Because ‘there was no margin of security between the capital value of the holding which was £3750 plus 80% and improvements which amount to £4150 Sams’s application for a postponement of instalments and interest on the holding were refused. Although, the land and loan arrears could be deferred until after the 1930/31 harvest subject to the execution of a lien in favour of the minister security payment of 1/3 proceeds of the next crop. Sams did execute the lien.
By July 1931 the total of his arrears amounted to £1125.7.6. [20] Sams asked to be relieved of the Department’s lien which as of November 1931, they would not do.[21]
27 March 1935, there were questions being asked about why wheat delivered to Tichborne silo was in the name of his wife Amelia Mary Sams. Under-Secretary required an urgent reply as to where the wheat had been grown as it would affect her husband’s 1934/35 harvest.[22]
Sams wrote to the Under-Secretary stating that the quantities listed under his wife’s name had been placed in the silo ‘for personal reasons only.[23] Sams’s explanation was considered ‘not to be illuminating’.[24] It appears that the way the wheat was disposed of to the silo affected Sam’s repayments and the execution of the lien.
In November in 1936, his crop was judged to be fair only, due to an infestation of wild oats.[25]

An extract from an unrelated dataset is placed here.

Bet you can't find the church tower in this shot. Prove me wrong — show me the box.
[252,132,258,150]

Apparently, Herbert Sams remained on his property as he was still there early in 1937. Sams was nothing if not a survivor riding out the storms of grass hopper plague, drought, poor markets and bureaucratic indifference.

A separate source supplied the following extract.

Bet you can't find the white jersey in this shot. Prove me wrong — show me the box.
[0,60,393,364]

Sources used to compile this entry:
State Records NSW: Lands Department; NRS 8058, Returned Soldiers Settlement loan files; [12/6851 No. 1153] Herbert Cecil Sams.
National Archives of Australia: B2455, First Australian Imperial Force Personnel Dossiers (Herbert Cecil Sams) online: http://naa12.naa.gov.au/scripts/imagine.asp?B=8078037&I=1&SE=1
Footnotes
[1] SRNSW: Lands Department; NRS 8058, Returned Soldiers Settlement loan files; [12/6851 No. 1153] Application for Loan, 11 March 1920
[2]Ibid, Inspection of Returned Soldier’s Holding 7 March 1924.
[3] Ibid, H.C. Sams to unknown addressee – possibly Director of Soldier Settlements, 17 April, 1920.
[4] Ibid, H.C. Sams to unknown addressee – possibly Director of Soldier Settlements, 4 May, 1920.
[5] Ibid, H.C. Sams to unknown addressee – possibly Director of Soldier Settlements, 5 July 1920.
[6] Ibid, Extract from letter from H.C. Sams 18 May 1920.
[7] Ibid, A.A. Watson to A.E.Hughes Saddler, 4 November 1920.
[8] Ibid, A.A.Watson to H.C. Sams, 9 November 1920.
[9] Ibid, Fred J. Crippin to Director of Soldier Settlement 18 December 1920.
[10]Ibid, Sams to Director for Soldier Settlements possibly 19 February 1921.
[11] Ibid, Inspection of Returned Soldiers’s Holding 7 March 1924.
[12] Ibid, Under-secretary for lands to H.C. Sams 5 June 1923.
[13] Ibid, Memorandum Returned Soldiers Settlement Branch 6 March 1925.
[14] Ibid, Application for Revision of Indebtedness, 19 March 1926.
[15] Ibid, Memorandum Returned Soldiers Settlement Branch 6 May 1926.
[16] Ibid, Under-Secretary to H.C. Sams, 3rd June 1926.
[17] Ibid, H.C. Sams to E. Flemming, Department of Lands, 27 May 1926.
[18] Ibid, Inspector of Returned Soldiers’ Holding 2 September 1927.
[19] Ibid, Memorandum Closer Settlement Branch 6 October 1927.
[20] Ibid, Memorandum Returned Soldiers Settlement Branch 28 July 1931.
[21] Ibid, 19 November 1931.
[22] Ibid, Under-Secretary Allman to the District Surveyor, Forbes, 27 March 1935.
[23] Ibid, H.C. Sams to the Under-Secretary 2 April 1935.
[24] Ibid, Memorandum 16 April 1935.
[25] Ibid, Conditional Purchase Inspector’s Report 9 November 1936.